The economic policies of President-elect Trump are contradictory. For example, his global tariff policy seems to benefit the improvement of the US trade deficit, but it ignores the possibility of global retaliation against US tariffs, which may cause the US economy to lose more than it gains. However, interestingly, the market in the past two weeks seems to only reflect the positive side of Trump's policies, turning a blind eye to the negative factors and continuously pushing up the value of the US dollar. All of this raises doubts about whether the recent rise in the US dollar is really related to Trump's economic policies.
In the past two weeks, the rise of the US dollar seems to be caused by some short-term market fund operations, unrelated to fundamental factors. Before the US election, the market was concerned that if Trump lost the election, his supporters might launch riots. So, before the election, many investors parked their funds in the US bond market for safekeeping, and even moved their funds out of the United States.
However, when Trump won by a large margin, and even the Republican Party had the opportunity to control both houses of Congress to make a strong comeback, the market's concerns were swept away. This change not only brought back the American capital that left before the election but also caused investors to convert a large amount of US debt into US dollars in pursuit of related investment projects such as Cryptocurrency and certain electric vehicle stocks in the 'Trump trade,' leading to a significant demand for the US dollar in the market at that moment, which is believed to be the main reason for the significant rise of the US dollar in the past two weeks.
Since the rise of the US dollar is not a reflection of fundamental factors, it may be purely influenced by capital flows. With the current US Dollar Index approaching a two-year high, be cautious that its upward momentum may come to an end at any time. Especially when the market calms down and returns to fundamental factors, the high US dollar is likely to face pressure.

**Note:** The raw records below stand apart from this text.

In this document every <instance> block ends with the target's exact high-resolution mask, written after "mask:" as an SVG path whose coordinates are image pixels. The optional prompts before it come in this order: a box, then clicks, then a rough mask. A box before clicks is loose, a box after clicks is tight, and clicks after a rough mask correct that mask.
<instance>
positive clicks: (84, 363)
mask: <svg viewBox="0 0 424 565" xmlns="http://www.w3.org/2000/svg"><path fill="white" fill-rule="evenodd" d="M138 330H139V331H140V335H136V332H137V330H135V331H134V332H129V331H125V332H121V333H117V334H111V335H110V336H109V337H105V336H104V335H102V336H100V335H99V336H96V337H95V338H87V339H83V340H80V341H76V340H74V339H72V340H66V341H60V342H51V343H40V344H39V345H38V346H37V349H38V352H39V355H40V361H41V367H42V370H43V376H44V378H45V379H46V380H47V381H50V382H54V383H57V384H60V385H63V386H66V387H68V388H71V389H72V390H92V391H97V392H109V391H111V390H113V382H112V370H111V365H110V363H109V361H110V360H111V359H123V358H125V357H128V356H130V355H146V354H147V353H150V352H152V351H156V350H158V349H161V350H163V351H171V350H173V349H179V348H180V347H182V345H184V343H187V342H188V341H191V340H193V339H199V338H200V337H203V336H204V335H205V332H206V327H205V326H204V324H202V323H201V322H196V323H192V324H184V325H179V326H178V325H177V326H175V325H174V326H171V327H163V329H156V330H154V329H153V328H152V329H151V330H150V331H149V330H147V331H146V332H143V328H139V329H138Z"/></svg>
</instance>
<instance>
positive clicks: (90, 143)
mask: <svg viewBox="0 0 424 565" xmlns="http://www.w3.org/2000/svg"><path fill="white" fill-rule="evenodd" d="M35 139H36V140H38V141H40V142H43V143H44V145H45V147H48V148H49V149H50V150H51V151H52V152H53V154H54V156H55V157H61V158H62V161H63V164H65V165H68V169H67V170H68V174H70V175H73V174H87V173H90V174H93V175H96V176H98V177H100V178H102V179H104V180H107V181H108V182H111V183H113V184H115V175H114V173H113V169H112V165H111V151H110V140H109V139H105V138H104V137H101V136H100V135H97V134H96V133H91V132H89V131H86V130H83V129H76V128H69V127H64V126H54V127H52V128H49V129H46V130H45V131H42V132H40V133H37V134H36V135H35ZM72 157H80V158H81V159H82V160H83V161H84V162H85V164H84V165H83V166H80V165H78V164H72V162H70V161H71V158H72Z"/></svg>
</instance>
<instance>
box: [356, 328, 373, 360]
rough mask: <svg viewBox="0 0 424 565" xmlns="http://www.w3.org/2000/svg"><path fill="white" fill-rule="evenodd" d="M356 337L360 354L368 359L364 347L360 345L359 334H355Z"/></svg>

As for the question of whether the Federal Reserve will continue to cut interest rates, it is recommended to pay attention to the Thanksgiving holiday sales on the 28th of this month as a measure of the US economy. The October non-farm payroll data released by the US at the beginning of this month showed a dismal increase of only 12,000 jobs. If the Thanksgiving sales are not satisfactory, it will be difficult for the Federal Reserve to halt its rate-cutting pace.